Follow the above tutorial to download the dataset. The dataset is stored under tenset/scripts/dataset folder.

  • dataset/network_info: The metadata for networks
    • *.relay.pkl: The relay IR of a network. One network per file.
      • For example, (resnet_50,[(1,3,224,224)]).relay.pkl contains the relay IR of resnet_50 with input shape (1, 3, 224, 224).
    • *.task.pkl: The tasks and their weights in a network. One (network, targte) pair per file.
      • For example, ((resnet_50,[(1,3,224,224)]),llvm).task.pkl contains all tasks of resnet_50 on llvm backend.
    • all_tasks.pkl: A file containing all tasks. It is used an an index for all tasks.
  • dataset/to_measure_programs: The generated random programs for measurement.
    • *.json: The randomly generated programs (schedules) for measurement. One file per task.
  • dataset/measure_records: Collected measurement records.
    • e5-2666/*.json: measurement records collected on an Intel e5-2673. One file per task.
    • platinum-8272/*.json: measurement records collected on an Intel platinum-8272. One file per task.
    • ...: other hardware platforms

Inspect Tasks and Programs in the Dataset

Follow the above tutorial to download the dataset.
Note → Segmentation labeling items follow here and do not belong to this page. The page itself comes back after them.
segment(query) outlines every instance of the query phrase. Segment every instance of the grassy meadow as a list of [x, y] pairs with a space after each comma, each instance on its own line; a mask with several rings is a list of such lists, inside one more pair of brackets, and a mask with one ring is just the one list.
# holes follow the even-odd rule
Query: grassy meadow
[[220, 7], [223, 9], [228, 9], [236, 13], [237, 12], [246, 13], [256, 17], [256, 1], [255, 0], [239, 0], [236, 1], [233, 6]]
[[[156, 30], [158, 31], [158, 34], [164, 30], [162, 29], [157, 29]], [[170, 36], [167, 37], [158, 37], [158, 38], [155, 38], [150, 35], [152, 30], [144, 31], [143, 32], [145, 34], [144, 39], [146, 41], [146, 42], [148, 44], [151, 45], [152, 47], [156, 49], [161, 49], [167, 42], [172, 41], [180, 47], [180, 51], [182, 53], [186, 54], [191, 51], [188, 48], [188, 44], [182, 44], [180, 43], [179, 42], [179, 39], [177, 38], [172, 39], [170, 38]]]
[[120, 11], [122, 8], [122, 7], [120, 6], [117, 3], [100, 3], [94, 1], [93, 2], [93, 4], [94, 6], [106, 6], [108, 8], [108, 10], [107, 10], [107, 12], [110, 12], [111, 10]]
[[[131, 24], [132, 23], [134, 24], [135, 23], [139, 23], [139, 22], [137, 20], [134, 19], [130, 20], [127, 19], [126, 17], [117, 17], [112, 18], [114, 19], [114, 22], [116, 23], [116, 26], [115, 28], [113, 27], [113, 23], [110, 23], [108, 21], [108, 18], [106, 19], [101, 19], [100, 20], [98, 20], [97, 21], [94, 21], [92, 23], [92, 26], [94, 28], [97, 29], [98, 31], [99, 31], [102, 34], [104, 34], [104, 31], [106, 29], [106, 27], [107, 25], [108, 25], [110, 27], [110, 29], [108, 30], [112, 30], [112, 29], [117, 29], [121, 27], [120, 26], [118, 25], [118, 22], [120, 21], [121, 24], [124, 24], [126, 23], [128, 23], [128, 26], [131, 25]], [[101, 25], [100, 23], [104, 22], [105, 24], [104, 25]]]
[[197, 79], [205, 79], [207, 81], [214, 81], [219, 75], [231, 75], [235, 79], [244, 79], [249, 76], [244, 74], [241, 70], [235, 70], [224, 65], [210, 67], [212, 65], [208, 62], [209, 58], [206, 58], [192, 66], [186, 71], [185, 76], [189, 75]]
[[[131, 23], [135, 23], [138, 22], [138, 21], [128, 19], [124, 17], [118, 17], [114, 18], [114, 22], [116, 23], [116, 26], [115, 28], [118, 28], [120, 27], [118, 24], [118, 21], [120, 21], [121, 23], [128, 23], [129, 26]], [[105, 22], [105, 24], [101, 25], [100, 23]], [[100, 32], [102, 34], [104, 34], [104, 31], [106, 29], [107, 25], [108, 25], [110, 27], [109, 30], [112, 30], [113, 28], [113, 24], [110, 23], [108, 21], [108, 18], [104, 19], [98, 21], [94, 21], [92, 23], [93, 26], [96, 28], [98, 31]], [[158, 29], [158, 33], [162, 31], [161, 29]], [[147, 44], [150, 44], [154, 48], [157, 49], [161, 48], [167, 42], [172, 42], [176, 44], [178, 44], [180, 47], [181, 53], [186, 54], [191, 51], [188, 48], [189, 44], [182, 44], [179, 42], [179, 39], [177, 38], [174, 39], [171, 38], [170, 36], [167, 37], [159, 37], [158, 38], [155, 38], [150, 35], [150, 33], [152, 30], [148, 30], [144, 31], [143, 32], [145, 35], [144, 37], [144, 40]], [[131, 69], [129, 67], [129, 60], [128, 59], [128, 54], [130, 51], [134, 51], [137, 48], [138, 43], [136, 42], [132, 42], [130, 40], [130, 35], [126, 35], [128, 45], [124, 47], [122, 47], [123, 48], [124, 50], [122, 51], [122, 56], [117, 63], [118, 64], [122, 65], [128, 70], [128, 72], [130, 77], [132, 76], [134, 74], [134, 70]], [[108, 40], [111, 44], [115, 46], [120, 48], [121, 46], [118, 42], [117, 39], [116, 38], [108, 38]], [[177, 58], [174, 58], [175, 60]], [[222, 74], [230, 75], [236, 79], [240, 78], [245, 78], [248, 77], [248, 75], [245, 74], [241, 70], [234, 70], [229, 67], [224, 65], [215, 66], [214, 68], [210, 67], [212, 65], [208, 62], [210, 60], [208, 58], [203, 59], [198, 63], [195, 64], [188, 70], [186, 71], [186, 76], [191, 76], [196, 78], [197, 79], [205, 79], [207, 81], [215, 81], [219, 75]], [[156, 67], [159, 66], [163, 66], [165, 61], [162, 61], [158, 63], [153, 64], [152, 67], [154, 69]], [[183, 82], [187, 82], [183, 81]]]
You can then inspect the tasks and programs in the dataset

  • Print a task

    cd scripts
    python3 print_all_tasks.py --idx 1264

    output:

    Index: 1264
    flop_ct: 115806208.0
    workload_key: ["12b88bedece6984af589a28b43e0f3c4", 1, 56, 56, 64, 3, 3, 64, 128, 1, 1, 1, 128, 1, 28, 28, 128]
    Compute DAG:
    placeholder = PLACEHOLDER [1, 56, 56, 64]
    PaddedInput(i0, i1, i2, i3) = tir.if_then_else(((((i1 >= 1) && (i1 < 57)) && (i2 >= 1)) && (i2 < 57)), placeholder[i0, (i1 - 1), (i2 - 1), i3], 0f)
    placeholder = PLACEHOLDER [3, 3, 64, 128]
    Conv2dOutput(nn, yy, xx, ff) += (PaddedInput[nn, ((yy*2) + ry), ((xx*2) + rx), rc]*placeholder[ry, rx, rc, ff])
    placeholder = PLACEHOLDER [1, 1, 1, 128]
    T_add(ax0, ax1, ax2, ax3) = (Conv2dOutput[ax0, ax1, ax2, ax3] + placeholder[ax0, 0, 0, ax3])
    T_relu(ax0, ax1, ax2, ax3) = max(T_add[ax0, ax1, ax2, ax3], 0f)
  • Print a program

    cd scripts
    python3 print_programs.py --filename 'dataset/measure_records/e5-2673/([12b88bedece6984af589a28b43e0f3c4,1,56,56,64,3,3,64,128,1,1,1,128,1,28,28,128],llvm).json' --idx 31

    output:

    Index: 31
    Time cost (second): [0.000990787, 0.000826989, 0.00082599, 0.00083999, 0.000827089, 0.000831189, 0.00083599, 0.000853589]
    Program:
    Placeholder: placeholder, placeholder, placeholder
    parallel ax0.0@ax1.0@ax2.0@ (0,4)
      for i1 (0,57)
        for i2 ((floormod(ax0.outer.outer.ax1.outer.outer.fused.ax2.outer.outer.fused, 4)*14),15)
          for i3 (0,64)
            PaddedInput = ...
      for ax3.0 (0,2)
        for ax2.1 (0,7)
          for ax3.1 (0,8)
            Conv2dOutput auto_unroll: 16
            for rx.0 (0,3)
              for rc.0 (0,4)
                for ry.1 (0,3)
                  for rc.1 (0,16)
                    for yy.3 (0,28)
                      vectorize ff.3 (0,8)
                        Conv2dOutput = ...
            for ax1.2 (0,28)
              vectorize ax3.2 (0,8)
                T_relu = ...

Citation

@inproceedings{zheng2021tenset,
  title={Tenset: A large-scale program performance dataset for learned tensor compilers},
  author={Zheng, Lianmin and Liu, Ruochen and Shao, Junru and Chen, Tianqi and Gonzalez, Joseph E and Stoica, Ion and Ali, Ameer Haj},
  booktitle={Thirty-fifth Conference on Neural Information Processing Systems Datasets and Benchmarks Track (Round 1)},
  year={2021}
}

License

The code is licensed under an Apache-2.0 license.
The dataset is licensed under a CC BY 4.0 license.